Implantation des weltweit kleinsten Herzschrittmachers am Rotkreuzklinikum München

Eine Kapsel so groß wie eine 1-Euro-Münze. Foto: ©Medtronic

Eine Kapsel, so klein wie eine Fingerkuppe: Die Kardiologie des Rotkreuzklinikums München hat jetzt als eines von wenigen zertifizierten Zentren das neue Micra™-AV-System bei einem Patienten eingesetzt – den weltweit kleinsten Herzschrittmacher, der völlig ohne Sonden auskommt.

Der Herzschrittmacher ist für den Patienten unsichtbar und minimiert zugleich das Risiko einer Infektion. Er wurde für die Behandlung von Patienten mit AV-Block entwickelt. Anders als sein Vorgänger kann das Modell der zweiten Generation auf Basis eines speziellen Algorithmus atrioventrikuläre (AV) Synchronität gewährleisten.
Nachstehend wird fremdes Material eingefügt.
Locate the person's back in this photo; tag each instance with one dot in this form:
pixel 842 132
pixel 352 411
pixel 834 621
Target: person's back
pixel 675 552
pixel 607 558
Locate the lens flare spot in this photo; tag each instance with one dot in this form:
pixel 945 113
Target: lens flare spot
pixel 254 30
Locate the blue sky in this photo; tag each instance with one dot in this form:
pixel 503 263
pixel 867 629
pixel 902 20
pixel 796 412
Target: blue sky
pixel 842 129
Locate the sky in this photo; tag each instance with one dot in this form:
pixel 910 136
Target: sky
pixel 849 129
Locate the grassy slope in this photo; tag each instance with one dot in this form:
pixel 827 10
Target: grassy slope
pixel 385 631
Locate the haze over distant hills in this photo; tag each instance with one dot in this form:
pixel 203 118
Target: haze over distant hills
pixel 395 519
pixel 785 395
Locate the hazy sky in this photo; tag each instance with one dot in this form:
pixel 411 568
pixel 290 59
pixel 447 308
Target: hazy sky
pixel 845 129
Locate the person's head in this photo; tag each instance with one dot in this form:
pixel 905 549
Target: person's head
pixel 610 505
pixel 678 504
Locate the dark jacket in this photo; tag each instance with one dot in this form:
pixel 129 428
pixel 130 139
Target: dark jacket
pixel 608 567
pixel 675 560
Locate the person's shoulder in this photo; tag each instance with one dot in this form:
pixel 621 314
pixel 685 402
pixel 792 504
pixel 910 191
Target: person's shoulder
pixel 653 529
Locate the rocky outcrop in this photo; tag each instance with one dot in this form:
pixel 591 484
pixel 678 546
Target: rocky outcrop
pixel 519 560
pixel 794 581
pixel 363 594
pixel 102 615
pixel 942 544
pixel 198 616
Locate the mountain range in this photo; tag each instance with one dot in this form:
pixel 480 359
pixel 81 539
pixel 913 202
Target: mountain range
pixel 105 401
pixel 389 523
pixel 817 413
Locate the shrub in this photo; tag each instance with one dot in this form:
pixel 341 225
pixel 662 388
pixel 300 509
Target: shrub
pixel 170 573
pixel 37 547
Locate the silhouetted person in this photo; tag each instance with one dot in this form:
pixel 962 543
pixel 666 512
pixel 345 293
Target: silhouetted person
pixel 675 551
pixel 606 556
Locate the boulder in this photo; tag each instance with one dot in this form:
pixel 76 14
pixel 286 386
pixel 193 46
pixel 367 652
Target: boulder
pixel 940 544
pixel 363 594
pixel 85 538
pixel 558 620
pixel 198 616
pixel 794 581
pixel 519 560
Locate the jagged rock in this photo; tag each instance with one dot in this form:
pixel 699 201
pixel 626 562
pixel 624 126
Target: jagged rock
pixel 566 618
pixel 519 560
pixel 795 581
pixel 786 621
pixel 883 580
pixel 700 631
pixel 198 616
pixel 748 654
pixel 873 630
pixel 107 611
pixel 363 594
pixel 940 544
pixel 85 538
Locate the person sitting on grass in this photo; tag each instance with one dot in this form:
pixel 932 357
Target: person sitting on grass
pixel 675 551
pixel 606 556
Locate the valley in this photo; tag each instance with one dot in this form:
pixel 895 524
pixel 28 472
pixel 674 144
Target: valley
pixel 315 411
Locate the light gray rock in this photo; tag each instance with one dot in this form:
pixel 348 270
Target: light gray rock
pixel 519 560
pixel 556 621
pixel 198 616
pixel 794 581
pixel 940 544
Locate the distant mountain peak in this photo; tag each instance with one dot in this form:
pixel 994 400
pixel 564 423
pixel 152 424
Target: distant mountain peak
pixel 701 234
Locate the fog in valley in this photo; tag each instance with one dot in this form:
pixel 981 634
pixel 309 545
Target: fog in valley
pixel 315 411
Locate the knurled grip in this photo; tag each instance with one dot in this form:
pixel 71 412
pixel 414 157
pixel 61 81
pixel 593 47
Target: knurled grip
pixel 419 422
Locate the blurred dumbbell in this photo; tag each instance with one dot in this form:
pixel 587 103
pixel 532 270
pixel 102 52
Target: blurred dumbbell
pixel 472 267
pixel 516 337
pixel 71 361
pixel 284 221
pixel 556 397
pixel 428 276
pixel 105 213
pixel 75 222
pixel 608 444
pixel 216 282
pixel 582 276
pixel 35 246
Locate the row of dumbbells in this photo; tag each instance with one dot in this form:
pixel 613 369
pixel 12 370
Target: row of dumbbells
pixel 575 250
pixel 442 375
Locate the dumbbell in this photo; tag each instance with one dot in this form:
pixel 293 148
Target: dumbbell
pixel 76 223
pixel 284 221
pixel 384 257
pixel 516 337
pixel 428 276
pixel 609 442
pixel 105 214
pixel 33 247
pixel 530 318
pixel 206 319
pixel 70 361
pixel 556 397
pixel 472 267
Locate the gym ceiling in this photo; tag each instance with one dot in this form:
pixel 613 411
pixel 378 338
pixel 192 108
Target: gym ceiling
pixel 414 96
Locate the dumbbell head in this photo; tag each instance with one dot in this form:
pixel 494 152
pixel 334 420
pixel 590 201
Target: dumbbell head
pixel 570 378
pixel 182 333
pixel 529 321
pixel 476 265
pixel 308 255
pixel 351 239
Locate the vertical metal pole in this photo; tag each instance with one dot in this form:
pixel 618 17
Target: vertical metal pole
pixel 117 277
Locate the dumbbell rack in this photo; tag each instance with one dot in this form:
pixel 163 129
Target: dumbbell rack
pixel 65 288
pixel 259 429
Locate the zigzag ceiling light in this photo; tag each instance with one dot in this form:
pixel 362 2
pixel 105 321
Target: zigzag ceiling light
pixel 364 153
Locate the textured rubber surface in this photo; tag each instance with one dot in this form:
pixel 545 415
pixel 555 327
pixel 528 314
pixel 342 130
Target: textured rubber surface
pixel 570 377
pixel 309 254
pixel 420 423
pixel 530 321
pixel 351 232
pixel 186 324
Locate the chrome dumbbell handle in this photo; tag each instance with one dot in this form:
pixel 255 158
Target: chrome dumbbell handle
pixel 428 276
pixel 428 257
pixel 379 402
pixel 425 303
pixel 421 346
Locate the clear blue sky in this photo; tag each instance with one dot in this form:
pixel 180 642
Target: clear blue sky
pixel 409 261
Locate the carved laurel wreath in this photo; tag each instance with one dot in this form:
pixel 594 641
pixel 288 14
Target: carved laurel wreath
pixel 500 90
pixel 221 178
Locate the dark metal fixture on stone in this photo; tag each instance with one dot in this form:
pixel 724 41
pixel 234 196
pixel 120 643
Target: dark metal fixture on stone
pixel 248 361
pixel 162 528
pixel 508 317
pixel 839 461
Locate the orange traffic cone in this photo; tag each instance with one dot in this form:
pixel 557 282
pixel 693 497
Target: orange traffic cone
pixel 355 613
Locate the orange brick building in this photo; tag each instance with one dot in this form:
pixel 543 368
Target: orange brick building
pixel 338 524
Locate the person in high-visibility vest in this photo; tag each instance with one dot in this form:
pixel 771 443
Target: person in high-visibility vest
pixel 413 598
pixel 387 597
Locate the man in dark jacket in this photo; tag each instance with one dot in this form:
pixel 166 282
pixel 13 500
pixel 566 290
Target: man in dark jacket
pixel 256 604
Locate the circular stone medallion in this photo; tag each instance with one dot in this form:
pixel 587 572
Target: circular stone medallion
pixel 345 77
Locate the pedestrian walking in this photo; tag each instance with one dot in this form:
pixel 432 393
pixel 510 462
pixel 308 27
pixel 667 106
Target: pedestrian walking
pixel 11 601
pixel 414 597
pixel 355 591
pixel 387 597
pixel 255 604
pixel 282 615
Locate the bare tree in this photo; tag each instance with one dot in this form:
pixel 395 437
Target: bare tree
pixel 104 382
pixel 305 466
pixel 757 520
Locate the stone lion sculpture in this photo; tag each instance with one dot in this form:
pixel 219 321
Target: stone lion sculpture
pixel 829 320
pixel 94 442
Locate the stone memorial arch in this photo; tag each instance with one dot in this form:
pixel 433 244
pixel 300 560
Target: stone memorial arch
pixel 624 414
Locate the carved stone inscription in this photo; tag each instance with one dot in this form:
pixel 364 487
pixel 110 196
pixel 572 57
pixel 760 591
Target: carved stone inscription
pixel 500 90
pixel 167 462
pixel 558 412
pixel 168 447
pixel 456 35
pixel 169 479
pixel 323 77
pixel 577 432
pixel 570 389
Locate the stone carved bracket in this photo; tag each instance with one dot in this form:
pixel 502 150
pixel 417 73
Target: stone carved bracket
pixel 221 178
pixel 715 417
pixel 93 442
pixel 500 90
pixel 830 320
Chefkardiologe Christian van Bary führte die Implantation des Mini-Herzschrittmachers durch. Foto: ©Rotkreuzklinikum München

Die Implantation der Kardiokapsel am Rotkreuzklinikum München führte der Chefarzt der Kardiologie, Prof. Christian von Bary, durch. Der Mediziner zeigt sich begeistert von dem Mini-Herzschrittmacher, den er als „medizintechnologisches Meisterwerk“, betrifft. Weltweit ist der kleinste HSM der Welt bereits bei 130.000, in Westeuropa bei 25.000 Patienten im Einsatz. In München sind bisher sieben Kliniken für dieses Verfahren zertifiziert.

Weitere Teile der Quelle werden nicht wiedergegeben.